Page MenuHomePhabricator

Ability to alert when we get a sudden increase in bad passwords for privileged accounts
Open, MediumPublic

Description

Login failures are stored in various places. We should be able to alert when the number of failures suddenly increases, as we would typically see for password brute forcing.

Failed password attempts for privileged accounts are logged in elastic search. Yelp uses elastic search and elastalert (https://github.com/yelp/elastalert) to detect brute forcing, we could do similar.

In response to the alert, we can start with alerting the security team / ops. If the alerts look reliable, we can add alerting for the account being brute forced.
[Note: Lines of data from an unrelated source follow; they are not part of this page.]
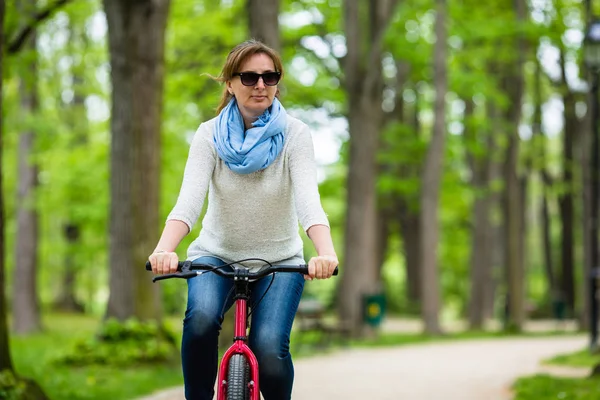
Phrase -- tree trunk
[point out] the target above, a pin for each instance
(363, 84)
(566, 202)
(409, 227)
(26, 310)
(263, 18)
(5, 358)
(546, 185)
(430, 183)
(76, 115)
(136, 43)
(586, 181)
(481, 260)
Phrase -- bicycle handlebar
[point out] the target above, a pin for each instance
(189, 269)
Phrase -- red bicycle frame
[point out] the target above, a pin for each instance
(239, 346)
(241, 277)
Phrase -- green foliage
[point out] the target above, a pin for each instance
(11, 388)
(35, 357)
(583, 358)
(548, 387)
(122, 344)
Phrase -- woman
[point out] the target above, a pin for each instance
(257, 165)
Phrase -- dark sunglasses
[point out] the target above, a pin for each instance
(251, 78)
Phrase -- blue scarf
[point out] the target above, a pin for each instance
(248, 151)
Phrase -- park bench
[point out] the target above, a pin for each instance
(311, 320)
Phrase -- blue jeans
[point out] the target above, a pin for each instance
(209, 297)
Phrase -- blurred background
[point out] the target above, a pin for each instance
(457, 145)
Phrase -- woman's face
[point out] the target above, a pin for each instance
(253, 100)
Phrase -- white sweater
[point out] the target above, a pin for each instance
(252, 215)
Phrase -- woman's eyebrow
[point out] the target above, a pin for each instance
(254, 72)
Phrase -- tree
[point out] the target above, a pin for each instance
(363, 84)
(31, 389)
(430, 184)
(5, 359)
(263, 21)
(26, 309)
(136, 31)
(514, 87)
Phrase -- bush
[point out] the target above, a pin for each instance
(10, 387)
(123, 344)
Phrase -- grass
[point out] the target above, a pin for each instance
(583, 358)
(33, 357)
(543, 386)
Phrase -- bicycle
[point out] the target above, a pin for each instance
(238, 377)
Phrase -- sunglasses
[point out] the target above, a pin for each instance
(251, 78)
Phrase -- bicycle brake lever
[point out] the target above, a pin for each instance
(182, 275)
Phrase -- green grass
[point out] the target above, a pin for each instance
(33, 357)
(583, 358)
(541, 387)
(544, 387)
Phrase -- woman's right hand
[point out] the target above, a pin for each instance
(163, 262)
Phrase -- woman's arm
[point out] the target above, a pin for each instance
(164, 259)
(322, 266)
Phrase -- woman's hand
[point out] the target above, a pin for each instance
(163, 262)
(321, 267)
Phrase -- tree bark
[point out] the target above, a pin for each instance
(546, 185)
(136, 43)
(363, 84)
(263, 18)
(430, 183)
(76, 115)
(513, 86)
(481, 260)
(5, 358)
(26, 309)
(567, 282)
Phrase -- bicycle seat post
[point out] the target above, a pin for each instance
(242, 296)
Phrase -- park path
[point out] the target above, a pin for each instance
(482, 369)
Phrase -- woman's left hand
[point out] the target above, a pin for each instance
(321, 267)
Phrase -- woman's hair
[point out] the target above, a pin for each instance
(237, 57)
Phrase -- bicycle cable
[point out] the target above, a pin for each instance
(240, 261)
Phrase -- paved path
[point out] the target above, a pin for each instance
(464, 370)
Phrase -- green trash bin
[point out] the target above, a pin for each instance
(373, 309)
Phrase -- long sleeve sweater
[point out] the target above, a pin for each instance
(251, 215)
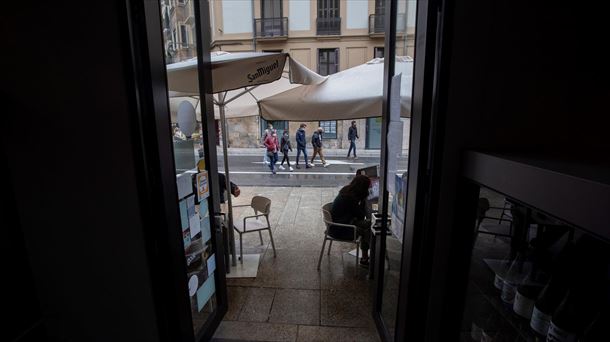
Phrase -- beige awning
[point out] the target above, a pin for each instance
(240, 80)
(350, 94)
(243, 106)
(229, 71)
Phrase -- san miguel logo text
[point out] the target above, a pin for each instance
(266, 70)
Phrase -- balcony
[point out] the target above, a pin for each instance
(377, 24)
(271, 28)
(330, 26)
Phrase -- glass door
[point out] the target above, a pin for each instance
(185, 138)
(373, 133)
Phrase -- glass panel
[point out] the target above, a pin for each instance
(373, 133)
(191, 173)
(397, 172)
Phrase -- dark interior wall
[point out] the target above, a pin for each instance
(522, 77)
(70, 159)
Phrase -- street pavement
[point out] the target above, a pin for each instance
(248, 170)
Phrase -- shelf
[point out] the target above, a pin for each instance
(575, 192)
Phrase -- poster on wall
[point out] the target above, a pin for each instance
(203, 189)
(399, 205)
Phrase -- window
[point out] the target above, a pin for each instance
(328, 21)
(184, 37)
(328, 61)
(330, 129)
(279, 125)
(378, 52)
(271, 8)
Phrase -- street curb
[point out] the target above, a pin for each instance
(232, 151)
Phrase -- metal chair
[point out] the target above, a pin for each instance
(253, 223)
(328, 221)
(492, 229)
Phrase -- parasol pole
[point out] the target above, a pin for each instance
(221, 109)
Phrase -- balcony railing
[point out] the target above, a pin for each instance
(271, 27)
(377, 23)
(328, 26)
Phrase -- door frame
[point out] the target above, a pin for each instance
(412, 322)
(159, 194)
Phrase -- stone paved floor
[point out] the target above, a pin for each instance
(290, 300)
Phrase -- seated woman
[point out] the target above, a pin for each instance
(350, 207)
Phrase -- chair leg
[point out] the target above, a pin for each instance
(241, 249)
(272, 243)
(387, 258)
(322, 252)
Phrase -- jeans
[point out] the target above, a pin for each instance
(352, 145)
(304, 150)
(285, 159)
(272, 161)
(318, 151)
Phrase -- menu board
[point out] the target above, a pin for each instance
(399, 202)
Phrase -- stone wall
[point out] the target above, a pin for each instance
(244, 132)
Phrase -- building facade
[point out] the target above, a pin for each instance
(327, 36)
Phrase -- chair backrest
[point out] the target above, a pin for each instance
(482, 209)
(326, 208)
(261, 204)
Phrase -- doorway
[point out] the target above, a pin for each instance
(288, 288)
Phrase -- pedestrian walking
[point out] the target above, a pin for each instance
(352, 135)
(302, 145)
(285, 146)
(273, 147)
(316, 141)
(267, 133)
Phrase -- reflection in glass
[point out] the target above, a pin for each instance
(179, 34)
(405, 29)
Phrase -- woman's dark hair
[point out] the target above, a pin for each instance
(358, 187)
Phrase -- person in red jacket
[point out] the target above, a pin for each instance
(273, 146)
If that appears to reliably detect brute-forcing, we could in the future automatically block the IP from logging in for a short period of time.

Event Timeline

csteipp raised the priority of this task from to Needs Triage.
csteipp updated the task description. (Show Details)
csteipp added a project: Security-Team.
csteipp added a subscriber: csteipp.

Change 464077 had a related patch set uploaded (by Gergő Tisza; owner: Gergő Tisza):
[operations/mediawiki-config@master] Move auth logging to different channels for easier counting

https://gerrit.wikimedia.org/r/464077

Change 464077 merged by jenkins-bot:
[operations/mediawiki-config@master] Move auth logging to different channels for easier counting

https://gerrit.wikimedia.org/r/464077

Mentioned in SAL (#wikimedia-operations) [2018-11-01T00:05:47Z] <tgr@deploy1001> Synchronized wmf-config/InitialiseSettings.php: SWAT: [[gerrit:464077|Move auth logging to different channels for easier counting (T150300, T123243)]] (duration: 00m 53s)
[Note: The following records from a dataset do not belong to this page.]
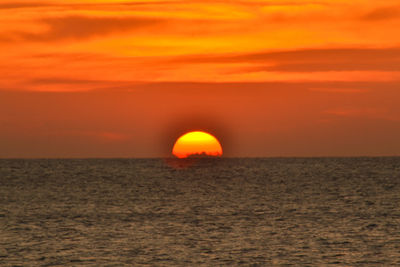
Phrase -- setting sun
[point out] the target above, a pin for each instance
(197, 143)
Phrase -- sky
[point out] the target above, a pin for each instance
(115, 78)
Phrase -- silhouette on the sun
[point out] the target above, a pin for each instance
(202, 155)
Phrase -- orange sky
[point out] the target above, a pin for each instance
(115, 78)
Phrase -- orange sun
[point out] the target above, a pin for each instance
(197, 144)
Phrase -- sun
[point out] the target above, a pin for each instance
(197, 143)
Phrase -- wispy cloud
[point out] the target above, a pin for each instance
(84, 27)
(383, 13)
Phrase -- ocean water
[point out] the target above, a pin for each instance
(250, 212)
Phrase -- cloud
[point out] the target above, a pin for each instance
(383, 13)
(15, 5)
(308, 60)
(83, 27)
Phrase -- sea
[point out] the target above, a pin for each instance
(205, 212)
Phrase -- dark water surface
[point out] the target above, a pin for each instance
(257, 212)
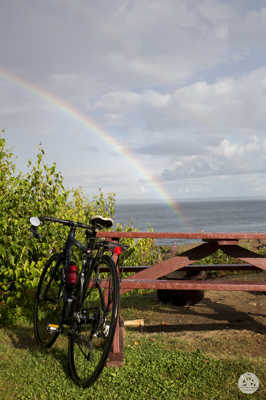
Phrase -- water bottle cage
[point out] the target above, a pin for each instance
(72, 275)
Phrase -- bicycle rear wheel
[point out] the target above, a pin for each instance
(48, 307)
(94, 323)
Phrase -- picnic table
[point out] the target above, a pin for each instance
(152, 277)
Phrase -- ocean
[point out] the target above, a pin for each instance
(196, 216)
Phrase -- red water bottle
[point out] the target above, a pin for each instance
(72, 276)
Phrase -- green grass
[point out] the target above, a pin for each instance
(154, 368)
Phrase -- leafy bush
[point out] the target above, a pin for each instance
(41, 191)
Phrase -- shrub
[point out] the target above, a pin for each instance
(41, 191)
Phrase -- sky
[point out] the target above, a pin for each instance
(153, 100)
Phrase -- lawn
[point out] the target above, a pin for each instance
(160, 363)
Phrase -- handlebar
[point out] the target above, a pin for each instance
(66, 222)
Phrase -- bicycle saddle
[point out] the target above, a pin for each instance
(101, 222)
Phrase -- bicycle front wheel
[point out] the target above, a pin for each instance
(48, 307)
(94, 323)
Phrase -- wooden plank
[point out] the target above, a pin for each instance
(173, 264)
(186, 235)
(192, 285)
(245, 255)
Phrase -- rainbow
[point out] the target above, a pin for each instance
(97, 130)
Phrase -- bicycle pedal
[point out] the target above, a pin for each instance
(52, 328)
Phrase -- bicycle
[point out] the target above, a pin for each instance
(84, 302)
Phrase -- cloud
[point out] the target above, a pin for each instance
(229, 158)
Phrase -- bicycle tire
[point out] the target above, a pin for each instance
(93, 328)
(48, 308)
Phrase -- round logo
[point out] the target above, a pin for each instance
(248, 383)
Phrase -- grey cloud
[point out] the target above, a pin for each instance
(168, 148)
(227, 159)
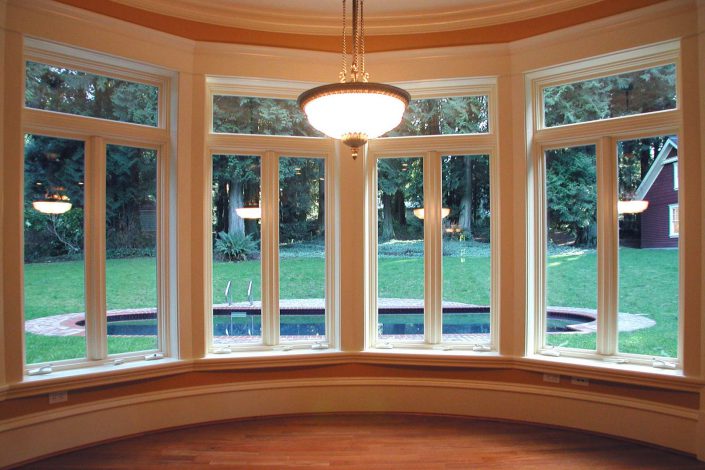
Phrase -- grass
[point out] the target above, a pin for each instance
(648, 286)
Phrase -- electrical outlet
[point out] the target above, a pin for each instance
(58, 397)
(552, 378)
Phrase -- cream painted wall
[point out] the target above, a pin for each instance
(3, 10)
(507, 62)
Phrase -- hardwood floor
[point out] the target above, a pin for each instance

Mentioned in SAL (#wikimedia-operations) [2018-11-01T00:07:13Z] <tgr@deploy1001> Synchronized wmf-config/CommonSettings.php: SWAT: [[gerrit:464077|Move auth logging to different channels for easier counting (T150300, T123243)]] (duration: 00m 53s)

chasemp renamed this task from Ability to alert when we get a sudden increase in bad passwords for privileged accounts, to possibly detect password brute-forcing to Ability to alert when we get a sudden increase in bad passwords for privileged accounts.Dec 20 2018, 8:46 PM
chasemp edited projects, added User-chasemp; removed Patch-For-Review.
chasemp triaged this task as Medium priority.Dec 9 2019, 5:22 PM

We have prometheus-es-exporter available that will turn the result of ES queries into Prometheus metrics. Alertmanager can easily turn these metrics into alerts.

Is there a Kibana dashboard or saved search we could reference?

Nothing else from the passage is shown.